Mouix, village qui donne
son nom à une vaste forêt,
Orfeuille, hameau,
Pénières, village et
ancien château bien situé, qui a été fortifié
du temps de la Ligue. Il a
appartenu à plusieurs familles, et avait titre de baronnie. Géraud et Pierre de
Pénières sont cités comme témoins dans un acte en 1322. N. Rigaud de Carbonnières
donna avant
1408 les rentes qu'il possédait à Cros et à Pénières, à Bernard de Montal son parent. La baronnie
de Pénières appartenait à la famille de Noailles dans le commencement du XVIIe. siècle.
François
de Noailles, lieutenant général, habitait le château de Pénières en
1622. Charles de Noailles, évêque de
St-Flour, aimait cette résidence et y venait souvent, de 1629 à 1636, avec son frère le comte, gouverneur
de Haute-Auvergne, et le duc d'Ayen, son fils.
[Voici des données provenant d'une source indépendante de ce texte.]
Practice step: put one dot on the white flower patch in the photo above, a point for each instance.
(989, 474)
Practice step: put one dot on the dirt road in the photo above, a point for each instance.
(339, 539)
Jean de Noailles, abbé de Valette,
mourut au château de
Pénières en 1673, et Annet son successeur, en 1709. Adrien
Maurice, duc de Noailles, marquis de
Montelar, fut baron de Pénières en 1734.
Louis, duc d'Ayen, pair de France en jouissait en
1752 ainsi que de
Carbonnières, Trémouille et St-Rouffy qui dépendaient de la
baronnie.
Le
château qui comprenait sept tours fut
incendié en 1807, après avoir été vendu pendant
la révolution comme bien national. Le propriétaire y établit une verrerie, où l'on fabriquait
des
bouteilles mais qui a cessé depuis longtemps d'être en activité. On voit près du château
un bel
étang. Perrufes, hameau et Trémouille, village qui
dépendait il y a quelques années de la
commune de Saint-Santin. Il est situé
près du ruisseau de St-Rouffy et du grand chemin. Le bois dit de l'Estouroc,
ancien repaire de voleurs, commence là et couvre les gorges profondes de la
Maronne en descendant jusqu'à la rivière.